Contour Integration with $\cos(n \theta)$

Question

I need to compute the following real integral using complex numbers. I'm unsure how to handle the numerator so that the ensuing calculations do not become too unwieldily.

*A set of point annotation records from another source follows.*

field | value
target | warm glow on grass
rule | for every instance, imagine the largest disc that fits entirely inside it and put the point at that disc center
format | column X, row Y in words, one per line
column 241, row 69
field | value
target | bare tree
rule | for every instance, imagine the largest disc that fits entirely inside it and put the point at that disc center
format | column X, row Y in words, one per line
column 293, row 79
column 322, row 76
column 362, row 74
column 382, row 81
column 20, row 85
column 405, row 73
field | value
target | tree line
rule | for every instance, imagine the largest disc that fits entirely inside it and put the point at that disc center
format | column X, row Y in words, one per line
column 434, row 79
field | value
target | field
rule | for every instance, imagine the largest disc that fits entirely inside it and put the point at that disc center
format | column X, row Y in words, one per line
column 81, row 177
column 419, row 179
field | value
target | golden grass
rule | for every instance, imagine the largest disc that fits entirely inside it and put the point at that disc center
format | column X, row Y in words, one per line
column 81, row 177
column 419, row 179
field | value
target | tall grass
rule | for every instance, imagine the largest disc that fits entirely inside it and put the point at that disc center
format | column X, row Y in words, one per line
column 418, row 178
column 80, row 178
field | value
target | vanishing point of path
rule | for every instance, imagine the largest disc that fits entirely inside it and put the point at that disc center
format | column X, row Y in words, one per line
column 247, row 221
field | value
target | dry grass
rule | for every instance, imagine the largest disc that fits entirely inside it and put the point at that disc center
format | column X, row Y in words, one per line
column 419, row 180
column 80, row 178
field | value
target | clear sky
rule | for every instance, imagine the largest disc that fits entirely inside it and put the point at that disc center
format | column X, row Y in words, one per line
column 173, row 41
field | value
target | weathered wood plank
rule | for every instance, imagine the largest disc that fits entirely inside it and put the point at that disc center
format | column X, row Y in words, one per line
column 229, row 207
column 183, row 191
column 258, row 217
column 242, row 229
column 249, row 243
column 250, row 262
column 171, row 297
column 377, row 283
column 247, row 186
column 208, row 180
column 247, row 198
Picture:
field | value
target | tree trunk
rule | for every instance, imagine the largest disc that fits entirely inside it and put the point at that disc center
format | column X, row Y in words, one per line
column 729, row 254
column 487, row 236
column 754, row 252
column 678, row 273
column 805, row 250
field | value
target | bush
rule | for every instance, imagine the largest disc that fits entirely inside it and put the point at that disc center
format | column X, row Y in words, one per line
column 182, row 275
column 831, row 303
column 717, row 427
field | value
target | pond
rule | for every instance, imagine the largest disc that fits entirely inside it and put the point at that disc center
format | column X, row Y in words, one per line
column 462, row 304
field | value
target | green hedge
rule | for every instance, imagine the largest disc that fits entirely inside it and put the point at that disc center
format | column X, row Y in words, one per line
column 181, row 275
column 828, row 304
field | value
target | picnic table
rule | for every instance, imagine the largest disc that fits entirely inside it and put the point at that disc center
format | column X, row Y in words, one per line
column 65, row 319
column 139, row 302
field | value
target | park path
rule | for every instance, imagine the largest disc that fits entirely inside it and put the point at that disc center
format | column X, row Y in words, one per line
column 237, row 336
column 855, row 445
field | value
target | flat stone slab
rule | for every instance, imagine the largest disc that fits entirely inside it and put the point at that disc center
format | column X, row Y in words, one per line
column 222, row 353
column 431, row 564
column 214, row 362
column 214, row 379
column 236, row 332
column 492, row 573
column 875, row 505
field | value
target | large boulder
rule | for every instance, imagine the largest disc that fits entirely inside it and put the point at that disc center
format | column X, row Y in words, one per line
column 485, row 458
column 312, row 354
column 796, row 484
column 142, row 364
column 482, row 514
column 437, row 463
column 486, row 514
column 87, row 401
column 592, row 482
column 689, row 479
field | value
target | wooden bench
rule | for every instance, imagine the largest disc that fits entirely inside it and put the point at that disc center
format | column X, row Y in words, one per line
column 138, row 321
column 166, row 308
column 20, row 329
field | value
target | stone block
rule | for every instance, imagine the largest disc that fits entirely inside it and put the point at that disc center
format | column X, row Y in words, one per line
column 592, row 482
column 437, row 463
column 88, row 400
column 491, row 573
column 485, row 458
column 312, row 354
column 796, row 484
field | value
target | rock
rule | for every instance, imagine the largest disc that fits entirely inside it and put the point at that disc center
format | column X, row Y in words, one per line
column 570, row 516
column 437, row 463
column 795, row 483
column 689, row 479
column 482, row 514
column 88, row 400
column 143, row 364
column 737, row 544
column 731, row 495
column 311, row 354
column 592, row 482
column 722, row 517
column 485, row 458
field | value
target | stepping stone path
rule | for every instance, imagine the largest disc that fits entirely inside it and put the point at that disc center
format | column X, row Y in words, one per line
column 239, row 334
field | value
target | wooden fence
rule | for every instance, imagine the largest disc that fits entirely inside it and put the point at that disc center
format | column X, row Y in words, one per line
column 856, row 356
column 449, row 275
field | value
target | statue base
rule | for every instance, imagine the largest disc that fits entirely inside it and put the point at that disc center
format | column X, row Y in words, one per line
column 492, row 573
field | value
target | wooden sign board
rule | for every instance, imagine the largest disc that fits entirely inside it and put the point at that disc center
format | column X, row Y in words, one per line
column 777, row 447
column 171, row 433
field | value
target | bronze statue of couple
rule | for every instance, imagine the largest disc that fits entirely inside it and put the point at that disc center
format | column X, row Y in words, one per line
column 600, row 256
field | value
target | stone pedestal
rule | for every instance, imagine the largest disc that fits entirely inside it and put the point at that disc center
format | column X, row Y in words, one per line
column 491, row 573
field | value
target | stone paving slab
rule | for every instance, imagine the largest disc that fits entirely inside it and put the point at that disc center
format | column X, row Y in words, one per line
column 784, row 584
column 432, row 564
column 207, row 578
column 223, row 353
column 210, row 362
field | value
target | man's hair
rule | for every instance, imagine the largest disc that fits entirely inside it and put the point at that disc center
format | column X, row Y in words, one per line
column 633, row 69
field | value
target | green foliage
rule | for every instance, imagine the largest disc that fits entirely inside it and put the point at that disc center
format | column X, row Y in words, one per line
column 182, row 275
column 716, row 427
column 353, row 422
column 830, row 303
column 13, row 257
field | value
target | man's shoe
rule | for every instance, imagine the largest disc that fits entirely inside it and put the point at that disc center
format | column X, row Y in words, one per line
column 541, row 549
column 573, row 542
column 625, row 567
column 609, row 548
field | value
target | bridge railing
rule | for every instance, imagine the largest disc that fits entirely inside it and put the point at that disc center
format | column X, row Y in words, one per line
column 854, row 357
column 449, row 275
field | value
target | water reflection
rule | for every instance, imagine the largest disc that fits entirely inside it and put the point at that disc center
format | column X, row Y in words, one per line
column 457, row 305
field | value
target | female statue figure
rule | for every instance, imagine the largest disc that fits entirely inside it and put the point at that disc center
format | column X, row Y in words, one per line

$\int_{0}^{2\pi} \frac{ \cos n\theta}{\cos(\theta)-a} d\theta$ Thanks!

Answer 1

Let $I(a)$ be given by

$$I(a)=\int_0^{2\pi} \frac{\cos (n\theta)}{cos \theta -a}\,d\theta$$

Using Euler's Formula, we can write $I(a)$ as

$$I(a)=\text{Re}\left(\int_0^{2\pi} \frac{e^{in\theta}}{cos \theta -a}\,d\theta\right) \tag 1$$

Now, letting $z=e^{i\theta}$ in $(1)$ reveals

$$\begin{align} I(a)&=\text{Re}\left(-2i\oint_{|z|=1}\frac{z^n}{z^2-2az+1}\,dz\right)\\\\ &=4\pi \text{Res}\left(\frac{z^n}{z^2-2az+1},z=a-\sqrt{a^2-1}\right)\\\\ &=-2\pi \frac{\left(a-\sqrt{a^2-1}\right)^n}{\sqrt{a^2-1}} \end{align}$$

Answer 2

The equivalent contour integral is

$$-i \oint_{|z|=1} \frac{dz}{z^n} \frac{z^{2 n}+1}{z^2-2 a z+1} $$

There are two poles inside this unit circle: $z=0$ and $z=a-\sqrt{a^2-1}$. Let's first write down the residue at $z=a=\sqrt{a^2-1}$, which the reader should be able to show (the pole is simple) that it is

$$\frac{i}{2\sqrt{a^2-1}} \left [\left (a+\sqrt{a^2-1}\right )^n +\left (a-\sqrt{a^2-1}\right )^n \right ]$$

The computation of the residue at the pole at $z=0$ is obviously more complicated. However, rather than attempt to evaluate an $n-1$th derivative of the rational function in the integrand, we will have better luck by expanding the denominator for small $z$ and locating the coefficient of $z^{n-1}$. Note that

$$\frac1{z^2-2 a z+1} = \sum_{k=0}^{\infty} U_k(a) z^k$$

where $U_k$ is a Chebyshev polynomial of the second kind. In this case, as $a \gt 1$, we have the residue in this case being

$$-i U_{n-1}(a) = -i \frac{\sinh{(n \operatorname{arccosh}{a})}}{\sinh{( \operatorname{arccosh}{a})}} = -\frac{i}{2\sqrt{a^2-1}}\left [\left (a+\sqrt{a^2-1}\right )^n -\left (a-\sqrt{a^2-1}\right )^n \right ]$$

The integral is then $i 2 \pi$ times the sum of these residues. We may then write

$$\int_0^{2 \pi} d\theta \frac{\cos{n \theta}}{a-\cos{\theta}} = \frac{2 \pi}{\sqrt{a^2-1}}\left (a-\sqrt{a^2-1}\right )^n$$